Cette décision prise par le président de la République, Abdelmadjid Tebboune, vise à contrôler l’inflation à l’intérieur du pays et assurer la disponibilité de ces produits sur le marché local. Ainsi, maîtriser l’inflation et apaiser les tensions sociales qui pourraient déstabiliser la mise en œuvre effective du plan de relance économique, notamment, des réformes qui ont permis au pays ces deux dernières années de réduire les déséquilibres macro et micro-économiques grâce au soutien apporté à la réforme des secteurs bancaire, financier et douanier. Mais aussi au rétablissement progressif de la confiance entre les institutions de l’Etat et le citoyen. Il est difficile de poser un bilan de ces actions actuellement à cause des mutations économiques et politiques internationales.
Mais, il y a quelques appréciations à noter.
Le Fonds monétaire international (FMI) a d’ailleurs félicité l’Algérie pour les progrès réalisés dans la mise en œuvre des réformes économiques et financières.
De son côté, la Banque mondiale (BM) a estimé que le pays se montre plus résistant que prévu quant à la crise de blé qui touche le monde actuellement. L’Algérie dispose d’un stock suffisant de blé d’ici la fin du mois d’août 2022, ce qui lui permettra d’éviter une éventuelle baisse de production et d’offre sur un marché très demandeur.
Réguler les prix et soutenir, indirectement, le pouvoir d’achat des Algériens qui bénéficie déjà d’une protection quasi-totale des autorités.
Ces dernières ont dû maintenir leur politique de rigueur budgétaire pour soutenir les ménages, mais aussi les entreprises publiques sauvées par l’Etat qui veulent éviter, désormais d’éventuelles conséquences sur l’équilibres macro et micro-économiques.
Un défi difficile à relever en raison de la conjoncture internationale actuelle qui effraie les investisseurs manifestant une certaine aversion sur le risque financier.
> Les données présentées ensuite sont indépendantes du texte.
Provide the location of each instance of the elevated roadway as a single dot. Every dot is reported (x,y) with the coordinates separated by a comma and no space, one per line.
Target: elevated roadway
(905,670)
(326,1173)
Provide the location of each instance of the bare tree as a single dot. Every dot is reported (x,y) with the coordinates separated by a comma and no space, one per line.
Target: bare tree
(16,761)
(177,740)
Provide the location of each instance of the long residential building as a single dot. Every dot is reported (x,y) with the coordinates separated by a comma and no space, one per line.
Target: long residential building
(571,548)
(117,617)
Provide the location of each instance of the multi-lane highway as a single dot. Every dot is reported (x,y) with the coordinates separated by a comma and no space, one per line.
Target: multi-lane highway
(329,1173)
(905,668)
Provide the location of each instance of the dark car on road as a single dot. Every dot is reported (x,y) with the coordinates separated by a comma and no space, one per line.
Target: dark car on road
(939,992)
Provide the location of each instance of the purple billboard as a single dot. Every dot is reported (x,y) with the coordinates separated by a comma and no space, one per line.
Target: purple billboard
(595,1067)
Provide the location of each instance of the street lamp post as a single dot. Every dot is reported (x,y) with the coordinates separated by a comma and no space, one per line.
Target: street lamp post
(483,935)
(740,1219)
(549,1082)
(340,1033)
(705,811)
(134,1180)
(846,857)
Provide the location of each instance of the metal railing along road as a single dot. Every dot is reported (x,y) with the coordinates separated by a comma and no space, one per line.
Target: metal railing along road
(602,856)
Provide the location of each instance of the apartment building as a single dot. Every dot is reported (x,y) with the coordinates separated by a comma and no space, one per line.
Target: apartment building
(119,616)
L’instabilité des marchés financiers et celui des matières premières dissuadent les investisseurs d’investir dans d’autres pays bien que l’environnement actuel semble assez favorable pour investir en Algérie qui vient d’abroger la règle 51/49% régissant l’investissement étranger et d’assouplir certaines règles financières et fiscales au profit des investisseurs locaux.
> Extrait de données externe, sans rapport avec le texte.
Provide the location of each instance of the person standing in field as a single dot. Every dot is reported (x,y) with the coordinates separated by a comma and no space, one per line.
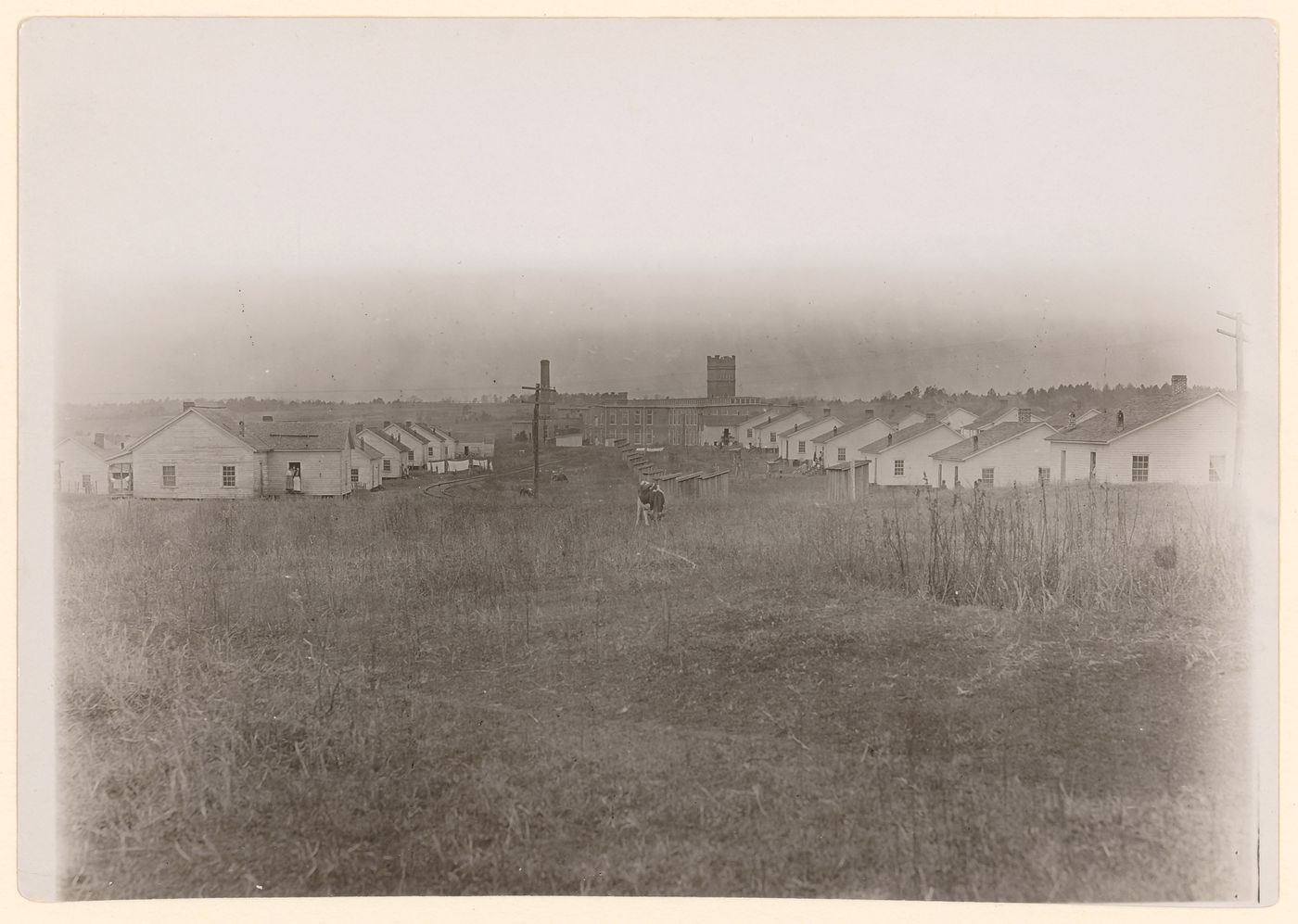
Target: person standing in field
(652,501)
L’Etat a même facilité l’accès au crédit bancaire pour les investisseurs et les jeunes entrepreneurs à des taux d’intérêt raisonnables.
La Banque d’Algérie œuvre pour faciliter l’accès au crédit et à lutter contre la crise de liquidité. Elle a affecté 2.100 milliards de dinars pour refinancer les banques commerciales, ce qui lui a permis d’améliorer, entre autre, la liquidité bancaire qui a enregistré une hausse à 1.500 milliards de dinars à la date du 6 mars courant, selon le Gouverneur de la Banque d’Algérie, Rostom Fadli.
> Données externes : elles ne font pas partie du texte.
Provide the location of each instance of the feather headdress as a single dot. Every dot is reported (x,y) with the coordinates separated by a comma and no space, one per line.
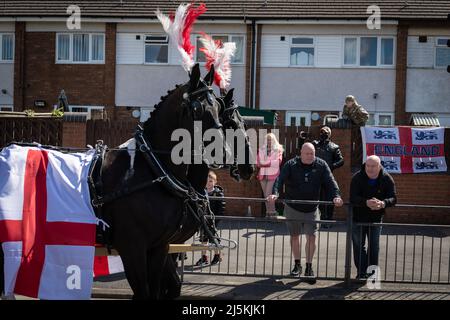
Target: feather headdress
(218,54)
(179,27)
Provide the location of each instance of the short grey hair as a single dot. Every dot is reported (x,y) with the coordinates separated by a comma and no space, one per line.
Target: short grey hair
(374,158)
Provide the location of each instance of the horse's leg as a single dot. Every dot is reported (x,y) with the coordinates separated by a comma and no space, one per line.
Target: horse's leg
(156,261)
(2,275)
(134,260)
(171,283)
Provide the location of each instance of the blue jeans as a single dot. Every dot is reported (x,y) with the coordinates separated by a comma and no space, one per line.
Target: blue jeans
(362,255)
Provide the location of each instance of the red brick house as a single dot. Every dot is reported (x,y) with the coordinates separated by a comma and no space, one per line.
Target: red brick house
(290,54)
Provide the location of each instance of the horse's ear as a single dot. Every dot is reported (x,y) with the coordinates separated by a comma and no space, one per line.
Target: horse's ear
(209,78)
(228,97)
(194,77)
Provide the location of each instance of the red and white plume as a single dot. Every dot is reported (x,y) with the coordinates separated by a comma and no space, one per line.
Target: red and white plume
(179,27)
(218,54)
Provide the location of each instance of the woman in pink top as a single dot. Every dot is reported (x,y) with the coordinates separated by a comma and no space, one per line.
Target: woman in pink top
(268,161)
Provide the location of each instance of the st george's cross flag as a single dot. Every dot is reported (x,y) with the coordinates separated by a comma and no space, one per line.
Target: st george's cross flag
(405,149)
(47,224)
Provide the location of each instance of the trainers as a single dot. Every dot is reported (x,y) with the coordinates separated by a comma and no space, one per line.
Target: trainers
(309,272)
(216,259)
(297,270)
(203,261)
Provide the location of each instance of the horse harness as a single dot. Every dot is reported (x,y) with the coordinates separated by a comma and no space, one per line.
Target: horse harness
(194,202)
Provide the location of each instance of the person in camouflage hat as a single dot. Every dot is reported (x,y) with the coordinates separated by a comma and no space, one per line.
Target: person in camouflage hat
(353,111)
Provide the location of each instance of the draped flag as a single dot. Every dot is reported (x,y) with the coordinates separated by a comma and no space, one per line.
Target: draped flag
(406,149)
(47,223)
(107,266)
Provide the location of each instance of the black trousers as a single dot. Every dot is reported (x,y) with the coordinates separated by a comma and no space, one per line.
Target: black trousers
(326,211)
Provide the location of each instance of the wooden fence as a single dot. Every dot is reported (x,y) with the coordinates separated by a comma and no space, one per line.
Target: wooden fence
(46,131)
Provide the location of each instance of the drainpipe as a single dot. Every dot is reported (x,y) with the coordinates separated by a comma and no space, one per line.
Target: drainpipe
(253,67)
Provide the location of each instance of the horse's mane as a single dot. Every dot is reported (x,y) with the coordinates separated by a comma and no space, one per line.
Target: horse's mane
(157,107)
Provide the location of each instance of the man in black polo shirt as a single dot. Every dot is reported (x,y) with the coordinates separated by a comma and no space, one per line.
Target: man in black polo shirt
(371,191)
(303,178)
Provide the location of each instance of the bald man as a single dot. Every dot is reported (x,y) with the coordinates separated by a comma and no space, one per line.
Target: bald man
(303,178)
(371,191)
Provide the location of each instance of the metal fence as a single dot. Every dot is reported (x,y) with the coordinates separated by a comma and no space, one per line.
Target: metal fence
(409,253)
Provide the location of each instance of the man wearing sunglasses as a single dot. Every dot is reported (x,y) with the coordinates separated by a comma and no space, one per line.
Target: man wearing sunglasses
(303,177)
Par ailleurs, beaucoup reste à faire pour se remettre définitivement de l’impact initial de la pandémie et de la crise pétrolière, mais aussi des conséquences indirectes de la guerre en Ukraine.
Les autorités doivent aussi mesurer l’impact de la décision d’interdiction d’exporter les produits de large consommation sur les producteurs, également exportateurs.
Cette interdiction touche également sévèrement les pays importateurs à l’instar du Liban qui importe le sucre de l’Algérie.